O sonho da jornalista se realizou. Sim, eles ficaram amigos, e o resultado de nove anos de conversas, o livro "Memórias de um Estilista Coração de Galinha" (editora Autêntica), será lançado nesta sexta (24), na Flip (Festa Literária Internacional de Paraty).

No volume, Fraga revisita sua infância, a militância política, os períodos em que viveu em Nova York e em Londres e o processo de criação de suas principais coleções profissionais, incluindo a primeira, "Eu Amo Coração de Galinha", de 1996, e que dá nome à biografia.

Para o mineiro, quem escreve um livro de memórias como o que ele está lançando "é pretensioso" ou "está decretando algum fim". No seu caso, diz, "é um pouco das duas coisas": uma pitada de pretensão e a sinalização do encerramento de um ciclo da moda brasileira, em que desfiles presenciais faziam sentido porque eram feitos para mil pessoas e contavam com uma produção grandiosa de cenografia, banda.

"Eu tentava levar um universo ali para dentro da passarela. Hoje, os desfiles não são de fato presenciais. Você faz para a tela do celular, para o Instagram", analisa. Para ele, a pandemia foi um marco nesse sentido.

"Eu parti para outra coisa. Parti para a história da vida real. A passarela ficou pequena para mim", completa Fraga.

Ele diz que recebe pedidos das pessoas para que faça mais desfiles. "Eu continuo desenvolvendo meus projetos, fazendo roupas quando tenho vontade, mas em outro ritmo. E hoje estou um homem muito mais feliz com o meu trabalho", salienta.

Além disso, Fraga avalia que o interesse que a moda despertou no mundo por cerca de 40 anos hoje perdeu espaço para outros temas. "O pêndulo de interesses foi para dentro da casa, para a gastronomia e a decoração", afirma.

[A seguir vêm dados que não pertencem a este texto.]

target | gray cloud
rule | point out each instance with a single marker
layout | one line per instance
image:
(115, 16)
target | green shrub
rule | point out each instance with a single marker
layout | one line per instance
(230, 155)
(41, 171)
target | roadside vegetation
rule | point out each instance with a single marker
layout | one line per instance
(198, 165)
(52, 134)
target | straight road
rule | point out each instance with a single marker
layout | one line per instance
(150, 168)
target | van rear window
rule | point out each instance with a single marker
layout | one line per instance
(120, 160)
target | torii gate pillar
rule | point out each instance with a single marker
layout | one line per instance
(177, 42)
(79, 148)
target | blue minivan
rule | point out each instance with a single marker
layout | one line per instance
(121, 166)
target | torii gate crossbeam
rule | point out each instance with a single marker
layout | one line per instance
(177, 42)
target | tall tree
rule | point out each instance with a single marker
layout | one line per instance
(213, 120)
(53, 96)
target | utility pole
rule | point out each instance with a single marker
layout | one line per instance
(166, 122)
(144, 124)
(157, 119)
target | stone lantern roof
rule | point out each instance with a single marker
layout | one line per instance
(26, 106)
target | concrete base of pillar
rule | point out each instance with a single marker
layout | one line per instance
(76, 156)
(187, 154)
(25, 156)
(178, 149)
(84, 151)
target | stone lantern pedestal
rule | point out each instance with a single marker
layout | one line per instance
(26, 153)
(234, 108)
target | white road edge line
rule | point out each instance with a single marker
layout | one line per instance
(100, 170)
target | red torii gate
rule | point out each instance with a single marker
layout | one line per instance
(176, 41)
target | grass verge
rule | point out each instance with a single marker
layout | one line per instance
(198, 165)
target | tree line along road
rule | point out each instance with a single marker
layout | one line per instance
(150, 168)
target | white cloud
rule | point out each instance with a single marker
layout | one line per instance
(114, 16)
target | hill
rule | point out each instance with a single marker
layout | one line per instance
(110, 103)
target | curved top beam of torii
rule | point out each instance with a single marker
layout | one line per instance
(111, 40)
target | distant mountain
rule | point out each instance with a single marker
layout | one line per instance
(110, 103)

Apesar disso, o estilista diz que a força da roupa e da moda não vão acabar.

"Memórias de um Estilista Coração de Galinha", afirma Sabrina, é também uma forma de mostrar um Brasil pouco conhecido para muitos brasileiros. O trabalho do estilista tem como uma de suas principais características apresentar referências de lugares que ele conheceu ao redor do país. Fraga já levou para as passarelas, por exemplo, crina de cavalo e lã de São Borja, do Rio Grande do Sul, e couro de peixe do Pantanal.

O estilista afirma que ainda não leu o livro, primeiro por ter confiança em Sabrina. E também porque não queria ter um "olhar de censor".

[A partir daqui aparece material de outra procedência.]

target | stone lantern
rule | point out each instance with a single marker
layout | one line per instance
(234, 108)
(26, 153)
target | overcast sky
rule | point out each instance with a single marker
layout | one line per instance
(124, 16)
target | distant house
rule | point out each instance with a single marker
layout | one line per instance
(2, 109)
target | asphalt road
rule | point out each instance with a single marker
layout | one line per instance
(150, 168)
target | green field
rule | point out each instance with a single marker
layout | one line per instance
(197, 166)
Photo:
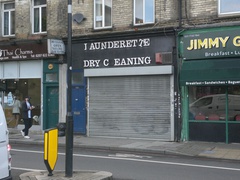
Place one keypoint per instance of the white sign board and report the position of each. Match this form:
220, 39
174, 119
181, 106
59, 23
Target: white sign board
56, 46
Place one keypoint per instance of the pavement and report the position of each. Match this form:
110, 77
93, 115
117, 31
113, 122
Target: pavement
130, 146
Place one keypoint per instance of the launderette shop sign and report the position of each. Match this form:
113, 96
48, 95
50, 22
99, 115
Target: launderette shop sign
125, 52
210, 43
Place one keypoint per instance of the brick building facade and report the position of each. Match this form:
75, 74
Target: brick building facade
130, 42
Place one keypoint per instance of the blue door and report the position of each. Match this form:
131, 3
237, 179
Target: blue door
78, 103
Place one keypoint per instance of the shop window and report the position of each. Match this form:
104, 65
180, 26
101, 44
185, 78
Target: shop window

Ele acrescenta que não escondeu nada de sua trajetória, nem mesmo as polêmicas, como as brigas com Tom Zé e com Maria Bethânia.

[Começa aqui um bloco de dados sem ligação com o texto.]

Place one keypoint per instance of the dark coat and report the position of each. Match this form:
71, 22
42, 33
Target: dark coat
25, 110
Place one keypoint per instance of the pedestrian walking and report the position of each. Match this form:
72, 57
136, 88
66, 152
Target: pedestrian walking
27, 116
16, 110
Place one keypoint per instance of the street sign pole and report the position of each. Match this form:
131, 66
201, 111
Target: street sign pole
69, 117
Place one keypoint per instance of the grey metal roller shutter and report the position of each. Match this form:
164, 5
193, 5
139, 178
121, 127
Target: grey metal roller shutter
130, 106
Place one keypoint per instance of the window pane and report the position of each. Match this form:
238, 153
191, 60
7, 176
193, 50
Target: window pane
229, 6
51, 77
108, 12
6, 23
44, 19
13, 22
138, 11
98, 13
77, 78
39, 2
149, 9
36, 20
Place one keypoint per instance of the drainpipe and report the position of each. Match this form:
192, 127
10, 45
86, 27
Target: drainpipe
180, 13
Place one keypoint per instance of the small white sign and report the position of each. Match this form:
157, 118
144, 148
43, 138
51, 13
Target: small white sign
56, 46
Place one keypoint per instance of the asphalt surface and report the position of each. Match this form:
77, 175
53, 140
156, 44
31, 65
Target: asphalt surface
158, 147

"Tudo foi colocado. Os momentos em que eu quebrei, o que deu errado, se tinha dinheiro, se não tinha, os conflitos, o desconforto com a política", afirma.

O desentendimento com Bethânia ocorreu na virada de 2014 para 2015. Fraga tinha sido chamado para fazer uma camiseta em comemoração aos 50 anos de carreira da cantora. Acabou fazendo também parte dos figurinos dos shows da artista, mas houve um problema na entrega das peças. Segundo relata no livro, a costureira de seu ateliê, com medo de as roupas amassarem no envio pelos Correios, colocou os itens em uma caixa mais firme, que era usada para o transporte de vinho.

Bethânia não teria gostado e teria se recusado a usar as peças. "Foi um dos maiores fracassos da minha vida profissional", diz ele na obra. O problema é que Fraga já vinha desenvolvendo toda uma coleção inspirada na carreira da cantora. A saída encontrada por ele foi transformar o trabalho em algo mais amplo.

"A Fúria da Sereia" foi oficialmente apresentada na São Paulo Fashion Week de abril de 2015 como uma ode a Iemanjá e a mulheres fortes e independentes. No livro, porém, ele conta, que toda a coleção foi feita mesmo para Bethânia, mas sem citar o nome dela em nenhum momento. "Ela é a sereia mesmo, as águas do Brasil são dela. É a mágica dela. Mas tem aquela coisa de poder abandonar você no fundo do mar. Não caia no encanto dela, não. Eu caí."

Rever todas essas histórias para o livro teve um quê de autoanálise, segundo afirma Fraga à coluna. "Eu passei a olhar com carinho para a minha trajetória e para as pessoas que cruzaram o meu caminho. Quantos encontros, quantas mortes, quantos xabus e confusões, porque toda coleção tinha uma confusão", diz ele, rindo.

Nessa revisão de sua vida, ele afirma não se arrepender de nada. "Sempre fui destemido e sempre fui fazendo e acreditando que tudo isso é passageiro. Tudo aqui passa como a moda."